The expected impact of the experiment is a significant improvement in the efficiency, reliability, and scalability of industrial test sequence design and execution. By integrating a Digital Intelligent Assistant into the GEMS test bench platform, the experiment aims to transform a manual and expertise-dependent process into a structured, assisted, and traceable workflow. Success will be measured through quantifiable improvements in engineering efficiency, reduction of configuration errors, and validated industrial adoption.

From an operational perspective, the primary measurable impact concerns the reduction of test sequence preparation time. Today, complex sequences in hydrogen and battery testing environments may require several days or even weeks of engineering work depending on their complexity. The experiment targets a reduction of at least 50 percent in configuration time through automated sequence generation from natural language or structured documents. This will directly increase productivity and shorten project lead times.

A second measurable impact relates to error reduction and process consistency. Manual sequence creation increases the risk of configuration mistakes, inconsistencies, and logic gaps. By introducing structured generation combined with a visual sequence viewer and human validation, the experiment aims to reduce configuration-related errors and improve repeatability of test execution. Success will be evaluated through qualitative assessments and comparison of detected configuration issues before and after implementation.

For end users, including test engineers and laboratory operators, the solution is expected to simplify interaction with complex test systems. The assistant will lower the barrier to entry for less experienced users while maintaining expert-level control for advanced engineers. This improves labour efficiency and reduces dependency on a small number of highly specialised profiles, strengthening organisational resilience.

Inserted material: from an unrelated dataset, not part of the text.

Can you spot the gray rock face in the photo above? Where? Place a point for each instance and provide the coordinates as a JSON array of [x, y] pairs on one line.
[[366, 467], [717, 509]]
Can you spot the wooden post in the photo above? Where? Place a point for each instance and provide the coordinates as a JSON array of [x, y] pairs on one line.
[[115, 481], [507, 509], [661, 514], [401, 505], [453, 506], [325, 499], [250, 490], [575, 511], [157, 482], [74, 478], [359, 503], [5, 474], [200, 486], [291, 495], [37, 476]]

From a competitiveness standpoint, the experiment is expected to enhance Gemesis’ capacity to scale its solutions across multiple industrial sectors. Faster configuration and improved reliability will increase customer satisfaction and strengthen the company’s market positioning in hydrogen, battery, and advanced manufacturing applications. Industrial demonstrators and early adopters will provide tangible validation of the solution’s relevance.

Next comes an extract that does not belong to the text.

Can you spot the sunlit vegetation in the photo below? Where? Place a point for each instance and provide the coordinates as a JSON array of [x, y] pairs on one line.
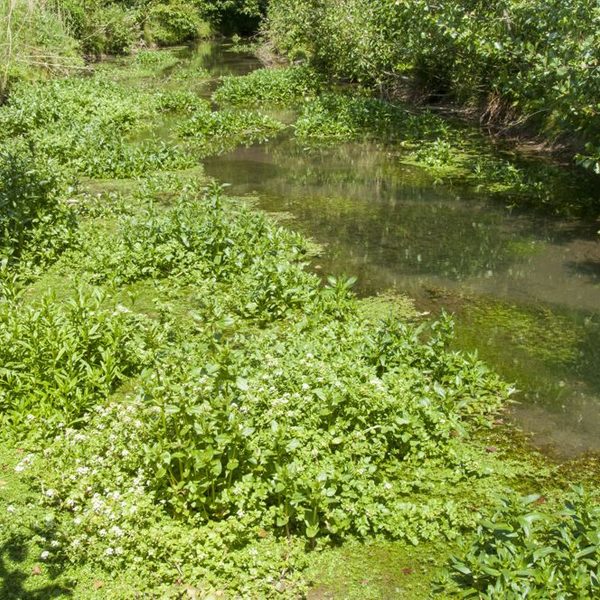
[[185, 409], [531, 64]]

In terms of sustainability, the experiment contributes indirectly to environmental performance by optimising testing workflows and reducing unnecessary test repetitions caused by configuration errors. More efficient validation cycles can shorten development time for energy technologies such as hydrogen and batteries, which are critical for the energy transition. Furthermore, the digitalisation of test procedures reduces reliance on paper-based documentation and improves structured data reuse.

The experiment will be considered successful if the defined performance indicators are achieved, including measurable reduction in setup time, validated industrial use cases, positive user feedback, and successful deployment of the solution through the European innovation ecosystem. Together, these impacts demonstrate not only technical feasibility but also economic relevance and long-term sustainability of the developed solution.